In the Mission mode, a single player ship is made to fight the eight alien races. Each mission requires the player to kill a certain number of the enemy. The higher a player's overall score is, the more enemies he has to kill. Each alien race has certain attributes similar to the player's ship.

| Attribute | Troids | Hydrus | Raptor | Octons | Noptera | Naqar | Krystar | Xyclops |
|---|---|---|---|---|---|---|---|---|
| Speed |  |  |  |  | X |  | X | X |
| Hyperspace |  | X |  |  |  |  |  | X |
| Bombs |  |  | X |  | X | X | X | X |
| Aft View |  |  |  | X |  |  | X |  |
| Agility |  |  | X |  | X |  |  | X |
| Cloak |  |  |  |  |  | X |  | X |

The first mission is against the easiest of the enemies, the Troids. They are slow, have no bombs, and no hyperspace capability. The next is against the Hydrus. Their tactics are similar to the Troids', but if the player fires a bomb at a Hydra squadron, it will Hyperspace away. Other enemies include the Raptors, who rely heavily on bombs of their own, the Octons, the Noptera, the Naqar, the Krystar (who are the fastest enemies in the game), and eventually the ultimate enemy race, the Xyclops. After each mission, the player returns to the main menu. Choosing "Missions" again from there takes the player to the next mission.

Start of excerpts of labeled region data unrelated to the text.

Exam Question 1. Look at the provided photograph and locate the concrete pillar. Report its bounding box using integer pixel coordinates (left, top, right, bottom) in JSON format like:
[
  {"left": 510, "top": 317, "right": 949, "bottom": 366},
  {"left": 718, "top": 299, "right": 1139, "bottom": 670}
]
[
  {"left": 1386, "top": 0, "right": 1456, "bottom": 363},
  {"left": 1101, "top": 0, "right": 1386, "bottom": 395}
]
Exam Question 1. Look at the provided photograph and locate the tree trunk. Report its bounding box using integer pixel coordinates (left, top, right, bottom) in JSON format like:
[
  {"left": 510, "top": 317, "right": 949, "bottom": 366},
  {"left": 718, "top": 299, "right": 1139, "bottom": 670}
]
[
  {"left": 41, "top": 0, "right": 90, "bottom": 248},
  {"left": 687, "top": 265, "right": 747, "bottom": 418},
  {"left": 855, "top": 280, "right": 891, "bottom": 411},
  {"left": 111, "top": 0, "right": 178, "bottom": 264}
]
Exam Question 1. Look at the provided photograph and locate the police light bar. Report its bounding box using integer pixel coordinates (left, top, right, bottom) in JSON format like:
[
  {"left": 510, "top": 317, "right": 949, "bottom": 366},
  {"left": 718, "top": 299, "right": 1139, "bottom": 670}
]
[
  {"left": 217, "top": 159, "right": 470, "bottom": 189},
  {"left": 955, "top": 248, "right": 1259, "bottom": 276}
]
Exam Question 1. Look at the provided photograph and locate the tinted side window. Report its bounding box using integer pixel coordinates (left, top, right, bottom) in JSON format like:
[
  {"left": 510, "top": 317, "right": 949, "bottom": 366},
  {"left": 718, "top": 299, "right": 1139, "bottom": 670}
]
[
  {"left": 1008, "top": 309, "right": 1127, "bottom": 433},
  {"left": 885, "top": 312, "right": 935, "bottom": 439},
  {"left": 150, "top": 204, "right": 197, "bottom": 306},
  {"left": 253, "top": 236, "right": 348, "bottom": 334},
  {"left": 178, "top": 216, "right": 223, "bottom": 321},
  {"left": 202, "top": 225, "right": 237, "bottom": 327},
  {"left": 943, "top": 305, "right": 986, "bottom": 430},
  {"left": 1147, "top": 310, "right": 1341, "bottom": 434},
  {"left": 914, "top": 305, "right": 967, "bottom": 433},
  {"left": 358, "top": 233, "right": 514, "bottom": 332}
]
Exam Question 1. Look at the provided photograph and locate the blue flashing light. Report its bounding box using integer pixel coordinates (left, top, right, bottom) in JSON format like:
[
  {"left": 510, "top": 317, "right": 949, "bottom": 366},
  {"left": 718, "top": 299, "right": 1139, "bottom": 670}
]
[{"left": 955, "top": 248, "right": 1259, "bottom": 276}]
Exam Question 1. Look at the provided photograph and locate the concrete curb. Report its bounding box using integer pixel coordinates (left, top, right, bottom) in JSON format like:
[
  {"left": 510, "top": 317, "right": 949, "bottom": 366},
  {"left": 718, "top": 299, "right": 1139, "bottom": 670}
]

After facing each of the eight races in their own missions, in the next six missions two alien races team up, which the player fights simultaneously. The final mission pits the player against all eight races at once. Finishing that mission ends the game and, if the player's score is high enough, takes them to the high score board to enter their name. Only by playing through all 15 missions can a player enter his name on the high score board, even though scores are kept for all combat arenas.

==Features==
In the "Modify" screen, a player can modify the number of bombs and "Hyperspace" uses he carries. The game imposes a 10-second time limit on modifications.

In the arenas, each enemy appears as a squadron of one to three ships. Destroying the last ship in a squadron (or a player-controlled ship) produces a power-up satellite which supplies more Energy, bombs, Hyperspace uses, or an extra life.

The game is programmed with a computer-generated voice, which serves as the player's on-board assistant, and often relays important alerts and messages.

Scoring is handled on a "ranking" basis. On a player's first life, each single kill is worth one rank point, with bonus kills for three or more simultaneous kills. Three alien ships destroyed at once yields a single bonus kill. The bonuses increase as more ships are killed with a single shot, up to the maximum of 56 bonus kills.

If a player continues the game after he loses their last life, they lose 20% of their total ranking and from that point on, each of their kills are worth less points. A player can finish the game after continuing several times, but would have a score around 300 or lower. Ranks are also granted based on the player's score. The ranks in the game are Cadet, Corporal, Lieutenant, Captain, Admiral, and Space Lord. The perfect score in the game (which yields the rank of "Space Lord") is 999.9.

== Reception ==
RePlay reported Space Lords to be the seventh most-popular upright arcade game at the time.